Essayist and novelist Quindlen (Good Dog. Stay., 2007, etc.) tosses a grenade of murderous mayhem into the middle of an otherwise standard-issue novel of manners about an upper-middle-class community in Vermont.
Mary Beth Latham, who runs a landscaping business, and her eye-doctor husband Glen are the parents of 14-year-old twins Alex and Max and 17-year-old Ruby. The first half of the novel is Mary Beth’s self-deprecating yet vaguely self-congratulatory narration of her family’s life. Mary Beth’s marriage to dull but decent Glen continues on middle-aged simmer. Soccer star Alex is as popular in his way as self-confident iconoclast Ruby, who is past her little bout of anorexia. Only Max, geeky and socially awkward, seems to be struggling. Although he does seem to like his therapist—by coincidence a specialist in twins and a twin himself—his only friend is Ruby’s boyfriend Kiernan.
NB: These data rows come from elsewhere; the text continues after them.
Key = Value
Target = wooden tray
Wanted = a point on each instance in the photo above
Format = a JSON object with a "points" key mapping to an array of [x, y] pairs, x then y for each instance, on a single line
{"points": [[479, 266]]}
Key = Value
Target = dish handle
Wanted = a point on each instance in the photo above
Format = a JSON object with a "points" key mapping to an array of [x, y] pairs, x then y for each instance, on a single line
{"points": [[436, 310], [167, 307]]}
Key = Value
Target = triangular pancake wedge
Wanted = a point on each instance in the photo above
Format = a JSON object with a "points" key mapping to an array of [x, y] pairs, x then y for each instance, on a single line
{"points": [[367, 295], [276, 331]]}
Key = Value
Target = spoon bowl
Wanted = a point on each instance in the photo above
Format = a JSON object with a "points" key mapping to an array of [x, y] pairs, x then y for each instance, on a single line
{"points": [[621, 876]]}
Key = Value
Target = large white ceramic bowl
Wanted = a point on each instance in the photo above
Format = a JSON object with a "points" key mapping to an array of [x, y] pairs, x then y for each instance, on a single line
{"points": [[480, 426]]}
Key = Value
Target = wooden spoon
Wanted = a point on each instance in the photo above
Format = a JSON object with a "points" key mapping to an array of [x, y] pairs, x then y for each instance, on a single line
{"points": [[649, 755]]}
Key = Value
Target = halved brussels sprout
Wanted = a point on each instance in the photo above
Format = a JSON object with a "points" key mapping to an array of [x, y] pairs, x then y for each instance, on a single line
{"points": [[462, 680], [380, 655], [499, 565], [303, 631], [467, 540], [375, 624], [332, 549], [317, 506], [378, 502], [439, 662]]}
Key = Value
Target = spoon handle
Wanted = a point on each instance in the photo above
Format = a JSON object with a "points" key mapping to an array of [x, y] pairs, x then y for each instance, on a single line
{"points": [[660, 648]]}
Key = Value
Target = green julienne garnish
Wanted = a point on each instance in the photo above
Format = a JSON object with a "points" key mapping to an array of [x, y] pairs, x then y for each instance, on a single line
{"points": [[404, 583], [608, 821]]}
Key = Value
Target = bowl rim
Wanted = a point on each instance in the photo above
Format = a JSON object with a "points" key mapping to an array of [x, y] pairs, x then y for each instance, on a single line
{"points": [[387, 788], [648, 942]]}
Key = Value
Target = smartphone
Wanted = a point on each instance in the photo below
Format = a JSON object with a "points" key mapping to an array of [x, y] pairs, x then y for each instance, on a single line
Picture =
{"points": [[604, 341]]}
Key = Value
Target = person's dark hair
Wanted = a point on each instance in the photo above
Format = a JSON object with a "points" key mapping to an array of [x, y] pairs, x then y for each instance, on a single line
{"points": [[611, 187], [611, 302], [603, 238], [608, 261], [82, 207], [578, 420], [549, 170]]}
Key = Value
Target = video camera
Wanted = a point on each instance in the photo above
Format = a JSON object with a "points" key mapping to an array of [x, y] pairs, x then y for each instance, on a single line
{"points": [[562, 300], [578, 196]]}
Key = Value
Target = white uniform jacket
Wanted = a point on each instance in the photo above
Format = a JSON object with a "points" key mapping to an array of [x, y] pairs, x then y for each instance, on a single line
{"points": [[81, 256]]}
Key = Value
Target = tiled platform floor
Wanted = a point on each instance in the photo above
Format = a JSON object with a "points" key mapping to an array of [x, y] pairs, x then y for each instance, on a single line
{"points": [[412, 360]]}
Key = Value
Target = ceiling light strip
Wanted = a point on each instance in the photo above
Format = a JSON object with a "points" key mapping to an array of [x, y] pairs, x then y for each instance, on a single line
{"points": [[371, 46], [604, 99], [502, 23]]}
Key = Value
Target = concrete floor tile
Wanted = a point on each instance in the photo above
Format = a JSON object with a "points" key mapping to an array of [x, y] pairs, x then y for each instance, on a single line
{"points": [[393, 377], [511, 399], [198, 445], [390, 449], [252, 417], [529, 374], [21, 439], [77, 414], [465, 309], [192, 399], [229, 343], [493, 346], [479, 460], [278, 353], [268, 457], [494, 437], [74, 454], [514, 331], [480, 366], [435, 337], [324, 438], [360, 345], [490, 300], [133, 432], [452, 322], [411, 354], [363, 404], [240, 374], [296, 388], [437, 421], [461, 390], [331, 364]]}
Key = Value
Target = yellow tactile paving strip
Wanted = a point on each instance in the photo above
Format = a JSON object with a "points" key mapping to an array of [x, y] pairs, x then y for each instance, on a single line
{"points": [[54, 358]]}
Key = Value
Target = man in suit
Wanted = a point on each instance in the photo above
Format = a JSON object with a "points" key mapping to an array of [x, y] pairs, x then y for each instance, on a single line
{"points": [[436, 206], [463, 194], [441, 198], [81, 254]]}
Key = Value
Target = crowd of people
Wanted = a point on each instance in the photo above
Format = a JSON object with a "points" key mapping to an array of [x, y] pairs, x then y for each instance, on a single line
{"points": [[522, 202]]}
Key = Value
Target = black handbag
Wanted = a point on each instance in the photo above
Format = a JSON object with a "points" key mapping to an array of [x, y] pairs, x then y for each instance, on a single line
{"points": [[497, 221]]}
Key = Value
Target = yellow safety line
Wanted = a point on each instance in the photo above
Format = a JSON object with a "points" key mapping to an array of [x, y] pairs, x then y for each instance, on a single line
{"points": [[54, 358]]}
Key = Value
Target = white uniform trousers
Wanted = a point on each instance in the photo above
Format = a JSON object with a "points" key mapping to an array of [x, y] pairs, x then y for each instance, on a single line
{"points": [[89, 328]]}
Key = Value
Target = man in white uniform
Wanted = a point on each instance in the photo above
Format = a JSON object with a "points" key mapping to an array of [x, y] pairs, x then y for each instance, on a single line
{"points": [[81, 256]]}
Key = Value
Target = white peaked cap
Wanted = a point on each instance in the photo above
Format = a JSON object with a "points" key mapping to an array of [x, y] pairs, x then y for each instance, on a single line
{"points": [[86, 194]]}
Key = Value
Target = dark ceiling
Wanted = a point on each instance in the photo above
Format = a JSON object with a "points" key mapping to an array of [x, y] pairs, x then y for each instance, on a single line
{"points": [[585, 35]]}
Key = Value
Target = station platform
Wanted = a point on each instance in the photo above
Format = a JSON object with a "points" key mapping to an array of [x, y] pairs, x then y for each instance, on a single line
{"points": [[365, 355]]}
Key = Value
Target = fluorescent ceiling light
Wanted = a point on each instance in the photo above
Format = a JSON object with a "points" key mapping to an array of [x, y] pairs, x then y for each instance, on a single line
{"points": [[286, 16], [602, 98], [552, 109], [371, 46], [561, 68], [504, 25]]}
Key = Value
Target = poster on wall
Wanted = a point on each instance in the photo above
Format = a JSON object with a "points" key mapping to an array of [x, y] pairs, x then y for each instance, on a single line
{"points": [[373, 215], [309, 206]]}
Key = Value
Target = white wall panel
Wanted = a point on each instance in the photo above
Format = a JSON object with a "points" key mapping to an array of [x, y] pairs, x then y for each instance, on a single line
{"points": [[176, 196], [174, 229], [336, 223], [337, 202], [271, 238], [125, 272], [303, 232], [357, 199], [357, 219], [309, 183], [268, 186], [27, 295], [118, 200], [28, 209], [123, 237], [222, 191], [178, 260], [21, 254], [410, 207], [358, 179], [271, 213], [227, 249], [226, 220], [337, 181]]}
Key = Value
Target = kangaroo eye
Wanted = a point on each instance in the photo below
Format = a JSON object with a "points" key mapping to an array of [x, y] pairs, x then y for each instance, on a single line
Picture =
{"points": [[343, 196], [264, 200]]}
But Ruby has outgrown Kiernan, who continues to hang around the house mooning after her and adopting the Lathams as a surrogate family since his own parents’ nasty divorce. Mary Beth deals with small business crises and her Mexican workman. She and her friends commiserate over their children, although not their marriages, in admirable if not quite believable rectitude. Then Kiernan, whose mental problems Mary Beth has either missed or ignored, although they’ll seem pretty apparent to the reader, goes berserk and commits a horrendous act of violence against Mary Beth’s family. Only Mary Beth and Alex survive, and the remainder of the book details their road to emotional recovery. Unfortunately, while Quindlen’s a pro at writing about the quotidian details in the life of a bourgeois Everywoman like Mary Beth, the actual plot is hard to swallow. The murders are too obviously meant to shock. Mary Beth’s guilt over a brief affair she had with Kiernan’s womanizing dad years ago rings false. And the outpouring of support she receives from friends and family is too saccharinely redemptive.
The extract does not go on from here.